Religionsunterricht

Schulangst

von Olaf Glöckner

Die jüdischen Organisationen in Russland richten sich darauf ein, dass in absehbarer Zeit das Schulfach »Grundlagen der orthodoxen Kultur« an den staatlichen Schulen etabliert wird. Seit Jahren fordert die Russisch-Orthodoxe Kirche die Einführung eines Religionsunterrichts unter diesem Namen – und sie geht davon aus, dass im September 2009 damit begonnen wird.
Russlands jüdische Gemeinden und Organisationen standen dem Ansinnen der Kirche bisher mit gemischten Gefühlen gegenüber. Eine einheitliche Haltung gab es allerdings nicht – anders etwa als bei den muslimischen Verbänden des Landes, die von Anfang an entschiedenen Protest äußerten. Mittlerweile nimmt die Kritik von jüdischer Seite aber deutlich zu. »Kinder sollten nicht dazu genötigt werden, eine Religion zu lernen, die nicht ihrem Glauben entspricht«, kritisierte beispielsweise Russlands Oberrabbiner Berl Lazar. Mädchen und Jungen aus kulturellen Minderheiten würden sich unter psychischem Druck fühlen, selbst wenn der russisch-orthodoxe Religionsunterricht kein Pflichtfach wäre.
Die Förderation der Jüdischen Gemeinden Russlands (FEOR) hat inzwischen eine Protestresolution gegen den Religionsunterricht veröffentlicht.
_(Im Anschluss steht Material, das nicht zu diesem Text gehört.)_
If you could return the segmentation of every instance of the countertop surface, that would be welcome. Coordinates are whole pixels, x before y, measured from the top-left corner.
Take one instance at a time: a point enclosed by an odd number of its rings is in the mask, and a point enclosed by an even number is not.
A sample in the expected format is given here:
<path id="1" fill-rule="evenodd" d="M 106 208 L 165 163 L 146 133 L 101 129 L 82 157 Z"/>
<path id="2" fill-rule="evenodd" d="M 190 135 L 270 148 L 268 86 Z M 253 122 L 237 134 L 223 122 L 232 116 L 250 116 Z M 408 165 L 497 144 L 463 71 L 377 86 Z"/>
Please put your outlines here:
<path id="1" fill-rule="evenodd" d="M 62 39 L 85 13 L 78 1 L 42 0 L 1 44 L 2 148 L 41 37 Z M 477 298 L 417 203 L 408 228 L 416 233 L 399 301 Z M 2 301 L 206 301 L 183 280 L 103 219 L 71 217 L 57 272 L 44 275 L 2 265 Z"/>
Als Alternative schlägt sie die Einführung eines inhaltlich übergreifenden Faches vor, »in dem Religionspädagogen die Schüler über allgemeine Grundlagen und Prinzipien der traditionellen Religionen in Russland – einschließ- lich ihrer Geschichte – informieren«. Für einen solchen Unterricht seien wesentliche Materialien mit interreligiösem Zuschnitt bereits vorbereitet – so in zwei Lehrbüchern für die Oberstufenklassen, an denen unter anderem die bekannten Historiker Raschid Kaplanoff und Alexander Lokschin mitgearbeitet hätten.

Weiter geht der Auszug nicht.